# Packing advice needed please!



## Khrissy (Jan 7, 2016)

We are about to start packing the house for our move to Andalucia. The boxes are in the garage and the task feels daunting! Before I start, I wondered if I could pick the brains of those of you that have done this before us? Anything you wish had done/not done would be very much appreciated. As I write this, I'm looking out of the window at yet another grey rainy day. Can't wait to join you all!


----------



## extranjero (Nov 16, 2012)

Khrissy said:


> We are about to start packing the house for our move to Andalucia. The boxes are in the garage and the task feels daunting! Before I start, I wondered if I could pick the brains of those of you that have done this before us? Anything you wish had done/not done would be very much appreciated. As I write this, I'm looking out of the window at yet another grey rainy day. Can't wait to join you all!


Be ruthless, give stuff to friends, charity etc 
Keep only what you can't live without
Don't send furniture, except small prices of sentimental value
Don't send white goods- just as cheap in Spain now
We had a garage sale, raised a few pounds
Take winter clothes with you, it does get cold and damp in winter
If you ever return to UK, reverse process!


----------



## Alcalaina (Aug 6, 2010)

I agree with being ruthless, unless you know you are going to have plenty of room to put everything when you arrive. We bought over 60 boxes of books and CDs, and had to line all the walls with shelves (thank God for Ikea). Now they sit gathering dust. I can't even give them away, everything is digital. We could have cut it down to ten or 20 boxes....

One bit of furniture I'm glad we did bring is our king-size bed, memory foam mattress, and English-size pillows. I never could get on with continental squares or sausages.


----------



## Simon22 (May 22, 2015)

We ripped CD's and DVD's to PC (multiple backups).
We kept some boxed sets but every single CD went to charity and saved a heap of space.
Also software keep the DVD's and licences but throw the boxes away.
I don't know if this is well known but my wife packs everything inside something else. 
When we first moved I didn't see this process and it was like playing Russian dolls trying to find something, but it does save space. Also linen and clothes can be packing rather than using bubble wrap and then packing the clothes.


----------



## Alcalaina (Aug 6, 2010)

Simon22 said:


> We ripped CD's and DVD's to PC (multiple backups).
> We kept some boxed sets but every single CD went to charity and saved a heap of space.
> Also software keep the DVD's and licences but throw the boxes away.
> I don't know if this is well known but my wife packs everything inside something else.
> When we first moved I didn't see this process and it was like playing Russian dolls trying to find something, but it does save space. Also linen and clothes can be packing rather than using bubble wrap and then packing the clothes.


Some good packing ideas there Simon!

I digitised the music after we'd moved - didn't have time beforehand, I was still working. Same with photos. We did throw away about 300 vinyl albums though. The guys at the local tip were on them like a pack of vultures.


----------



## Simon22 (May 22, 2015)

Alcalaina said:


> Some good packing ideas there Simon!
> 
> I digitised the music after we'd moved - didn't have time beforehand, I was still working. Same with photos. We did throw away about 300 vinyl albums though. The guys at the local tip were on them like a pack of vultures.

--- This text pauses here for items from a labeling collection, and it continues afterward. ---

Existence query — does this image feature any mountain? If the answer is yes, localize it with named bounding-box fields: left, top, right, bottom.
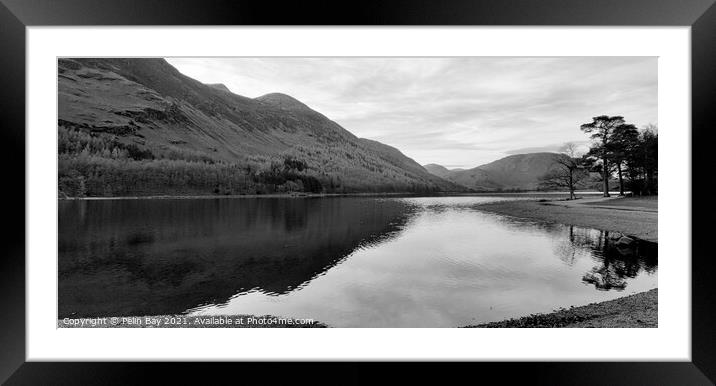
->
left=423, top=164, right=450, bottom=178
left=58, top=59, right=464, bottom=196
left=424, top=153, right=563, bottom=190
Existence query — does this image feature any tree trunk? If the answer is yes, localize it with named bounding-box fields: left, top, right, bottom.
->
left=602, top=156, right=609, bottom=197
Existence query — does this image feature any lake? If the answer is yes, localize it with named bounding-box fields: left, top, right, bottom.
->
left=58, top=196, right=658, bottom=327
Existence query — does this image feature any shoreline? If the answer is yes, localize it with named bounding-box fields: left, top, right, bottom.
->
left=57, top=288, right=659, bottom=328
left=466, top=288, right=659, bottom=328
left=472, top=197, right=659, bottom=242
left=57, top=191, right=612, bottom=201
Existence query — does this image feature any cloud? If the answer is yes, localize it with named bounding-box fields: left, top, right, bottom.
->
left=168, top=57, right=658, bottom=168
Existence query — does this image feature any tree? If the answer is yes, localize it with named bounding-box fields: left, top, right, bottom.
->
left=540, top=142, right=588, bottom=200
left=625, top=124, right=659, bottom=195
left=607, top=123, right=639, bottom=196
left=580, top=115, right=624, bottom=197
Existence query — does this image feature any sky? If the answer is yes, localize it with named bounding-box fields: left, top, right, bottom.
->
left=167, top=57, right=658, bottom=168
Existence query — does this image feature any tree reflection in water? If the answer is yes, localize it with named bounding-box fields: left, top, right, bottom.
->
left=555, top=226, right=658, bottom=291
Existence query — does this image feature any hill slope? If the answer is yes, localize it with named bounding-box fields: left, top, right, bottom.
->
left=58, top=59, right=462, bottom=196
left=424, top=153, right=563, bottom=190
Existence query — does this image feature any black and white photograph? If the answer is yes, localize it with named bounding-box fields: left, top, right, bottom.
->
left=57, top=56, right=659, bottom=328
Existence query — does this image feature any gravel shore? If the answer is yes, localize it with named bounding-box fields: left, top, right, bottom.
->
left=468, top=289, right=659, bottom=328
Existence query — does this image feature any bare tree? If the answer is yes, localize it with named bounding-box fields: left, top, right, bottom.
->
left=540, top=142, right=589, bottom=200
left=580, top=115, right=624, bottom=197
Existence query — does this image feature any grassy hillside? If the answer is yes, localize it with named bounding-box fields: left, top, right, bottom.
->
left=58, top=59, right=464, bottom=196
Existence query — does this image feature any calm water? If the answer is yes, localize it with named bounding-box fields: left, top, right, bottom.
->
left=59, top=197, right=657, bottom=327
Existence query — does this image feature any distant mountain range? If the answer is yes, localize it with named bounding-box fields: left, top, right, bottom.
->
left=423, top=153, right=564, bottom=191
left=58, top=59, right=465, bottom=196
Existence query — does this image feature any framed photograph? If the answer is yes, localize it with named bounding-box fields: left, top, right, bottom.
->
left=0, top=0, right=716, bottom=384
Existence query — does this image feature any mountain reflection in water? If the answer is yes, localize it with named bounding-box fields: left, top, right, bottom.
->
left=59, top=197, right=657, bottom=327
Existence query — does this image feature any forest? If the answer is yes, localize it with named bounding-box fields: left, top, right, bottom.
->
left=58, top=125, right=440, bottom=197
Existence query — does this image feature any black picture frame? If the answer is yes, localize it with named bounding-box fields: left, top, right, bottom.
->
left=0, top=0, right=716, bottom=385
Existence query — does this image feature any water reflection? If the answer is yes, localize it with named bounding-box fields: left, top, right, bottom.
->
left=59, top=199, right=411, bottom=317
left=59, top=197, right=657, bottom=327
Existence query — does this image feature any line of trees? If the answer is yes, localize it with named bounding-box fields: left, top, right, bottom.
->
left=540, top=115, right=658, bottom=199
left=58, top=125, right=438, bottom=197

I forgot the photos, yes scan them in as well. You can scan multiples at once and the software can break them back up (OSX and Debian)


----------



## mrypg9 (Apr 26, 2008)

We took the complete contents of our three bedroomed cottage when we moved to Prague in 2005. Everything...furniture, clothes, books, CDs, china, bed linen, pictures (the sort you hang on walls), ornaments..

When we arrived at our first home in Prague and arranged our things we found quite a few superfluous items, given to local charities and friends (Alca, I regret giving my Czech dissident friends my CPGB issued copy of 'The Fundamentals of Marxism-Leninism-).
Then we moved to a bigger house and got rid of more things.

After three years we moved with all our furniture etc.to Andalucia. We moved to an apartment, big mistake but got rid of more stuff. Then we moved to the house we've been living in for eight years, got rid of more stuff.
We still have a few things in the cellar but we'll get rid of them soon as we're sure we haven't missed having them around.

It has cost a lot to shift our stuff around Europe but the furniture etc. is 'good', we've had it for a long time and we like having familiar things around us. We found it easier to discard stuff as we went along, rather than do it in the UK and then in Prague or Spain find ourselves saying 'I wish we'd kept that'.

In the end it's down to individual taste. I would however advise you use a good, well-known removal company. The one we used to bring our stuff from Prague to Andalucia, AEG, was superb. They wrapped and packed everything for us, apart from our underwear which they delicately suggested we might prefer to do ourselves.
We liked that...
It took them two days to pack, we spent the night at our friend's house while they did it, they cleaned the house once they'd finished and carefully unpacked all our stuff here, taking all unwanted boxes and wrappings with them.


----------



## The Skipper (Nov 26, 2014)

Khrissy said:


> We are about to start packing the house for our move to Andalucia. The boxes are in the garage and the task feels daunting! Before I start, I wondered if I could pick the brains of those of you that have done this before us? Anything you wish had done/not done would be very much appreciated. As I write this, I'm looking out of the window at yet another grey rainy day. Can't wait to join you all!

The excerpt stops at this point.